Qui m'eût dit cinq ans auparavant que cette réunion tant désirée serait un chagrin et un malheur pour moi? Elle me rappela ces jours de ma passion pour elle et me reprocha amèrement d'avoir laissé corrompre mon cœur par ma grand'mère et par Deschartres. «Ah! ma pauvre mère, m'écriai-je, que ne m'avez-vous prise au mot dans ce temps-là! Je n'aurais rien regretté alors. J'aurais tout quitté pour vous. Pourquoi m'avez-vous trompée dans mes espérances et abandonnée si complétement? J'ai douté de votre tendresse, je l'avoue. Et à présent, que faites-vous? Vous brisez, vous blessez mortellement ce cœur que vous voulez guérir et ramener! Vous savez qu'il a fallu quatre ans à ma grand'mère pour me faire oublier un moment d'injustice contre vous, et vous m'accablez tous les jours, à toute heure, de vos injustices contre elle!»
Comme, d'ailleurs, je me soumettais sans murmure à sa volonté de me garder avec elle, elle parut s'apaiser. La politesse extrême de mon cousin la désarmait par moment. Elle ne ferma pas tout à fait l'oreille à l'idée de me permettre de rentrer au couvent, comme pensionnaire en chambre, et j'en écrivis à Mme Alicia et à la supérieure, afin d'avoir une retraite toute prête à me recevoir, aussitôt que j'aurais conquis la permission d'en profiter.
Il ne se trouva pas un logement vacant, grand comme la main, aux Anglaises. On m'aurait reprise volontiers comme pensionnaire en classe; mais ma mère ne voulait pas qu'il en fût ainsi, disant qu'elle comptait me faire sortir sans en être empêchée par les réglemens, qu'elle voulait me marier à sa guise, par conséquent, n'avoir pas, dans ses relations avec moi, l'obstacle d'une grille et d'une consigne de tourière.

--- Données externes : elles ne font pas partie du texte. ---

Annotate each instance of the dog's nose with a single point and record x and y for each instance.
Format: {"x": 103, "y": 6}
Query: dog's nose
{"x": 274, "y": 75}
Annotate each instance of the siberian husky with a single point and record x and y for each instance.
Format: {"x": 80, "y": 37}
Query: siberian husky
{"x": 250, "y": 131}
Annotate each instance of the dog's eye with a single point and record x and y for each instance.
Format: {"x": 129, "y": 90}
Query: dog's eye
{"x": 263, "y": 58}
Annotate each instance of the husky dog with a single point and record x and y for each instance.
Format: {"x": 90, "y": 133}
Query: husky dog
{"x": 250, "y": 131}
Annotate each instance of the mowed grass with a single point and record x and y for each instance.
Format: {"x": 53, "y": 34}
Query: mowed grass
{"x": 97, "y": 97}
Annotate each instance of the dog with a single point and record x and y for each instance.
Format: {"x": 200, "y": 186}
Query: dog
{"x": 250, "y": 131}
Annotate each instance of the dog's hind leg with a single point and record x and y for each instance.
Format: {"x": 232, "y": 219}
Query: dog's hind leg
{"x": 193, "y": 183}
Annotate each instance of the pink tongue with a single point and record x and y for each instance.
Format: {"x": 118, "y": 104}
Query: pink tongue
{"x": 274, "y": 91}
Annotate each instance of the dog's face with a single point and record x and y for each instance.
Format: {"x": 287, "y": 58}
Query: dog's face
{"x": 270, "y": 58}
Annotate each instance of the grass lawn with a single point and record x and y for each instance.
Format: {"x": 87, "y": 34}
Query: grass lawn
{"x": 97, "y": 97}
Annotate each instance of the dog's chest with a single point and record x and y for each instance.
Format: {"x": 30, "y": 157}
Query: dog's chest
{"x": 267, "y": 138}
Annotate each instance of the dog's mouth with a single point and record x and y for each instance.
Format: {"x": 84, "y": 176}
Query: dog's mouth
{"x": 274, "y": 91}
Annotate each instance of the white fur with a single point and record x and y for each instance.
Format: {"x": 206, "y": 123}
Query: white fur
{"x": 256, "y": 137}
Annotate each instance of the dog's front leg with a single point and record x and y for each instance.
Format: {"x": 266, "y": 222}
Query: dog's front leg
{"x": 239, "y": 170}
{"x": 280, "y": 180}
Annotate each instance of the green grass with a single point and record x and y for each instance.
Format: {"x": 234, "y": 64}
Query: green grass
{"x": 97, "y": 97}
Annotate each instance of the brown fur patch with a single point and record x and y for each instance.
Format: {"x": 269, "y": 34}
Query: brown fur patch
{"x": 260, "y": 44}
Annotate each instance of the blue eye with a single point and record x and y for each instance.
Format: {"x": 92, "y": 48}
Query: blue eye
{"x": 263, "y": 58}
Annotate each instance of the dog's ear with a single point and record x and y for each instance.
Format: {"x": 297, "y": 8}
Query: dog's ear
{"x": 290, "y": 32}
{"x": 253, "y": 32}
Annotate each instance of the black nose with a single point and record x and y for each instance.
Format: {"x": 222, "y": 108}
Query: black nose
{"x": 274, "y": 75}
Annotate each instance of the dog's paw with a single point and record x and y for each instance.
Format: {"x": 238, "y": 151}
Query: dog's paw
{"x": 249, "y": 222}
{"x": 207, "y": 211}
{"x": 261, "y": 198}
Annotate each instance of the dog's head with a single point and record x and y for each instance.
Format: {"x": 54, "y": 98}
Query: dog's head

Mon cousin me quitta en me disant de prendre courage et de persister avec douceur et adresse dans le désir d'aller au couvent. Il me promettait de s'occuper de me caser au Sacré-Cœur ou à l'Abbaye-aux-Bois.
Ma mère ne voulait pas entendre parler de rester avec moi à Nohant, encore moins de m'y laisser avec Deschartres et Julie, l'une qui y conservait son logement selon le désir exprimé par ma grand'mère, l'autre qui, ayant encore une année de bail, devait y rester comme fermier. Ma mère ne savait vivre qu'à Paris, et pourtant elle avait l'intuition vraie de la poésie des champs, l'amour et le talent du jardinage et une grande simplicité de goûts; mais elle arrivait à l'âge où les habitudes sont impérieuses. Il lui fallait le bruit de la rue et le mouvement des boulevards. Ma sœur était tout récemment mariée; nous devions habiter, ma mère et moi, l'appartement de ma grand'mère, rue Neuve-des-Mathurins.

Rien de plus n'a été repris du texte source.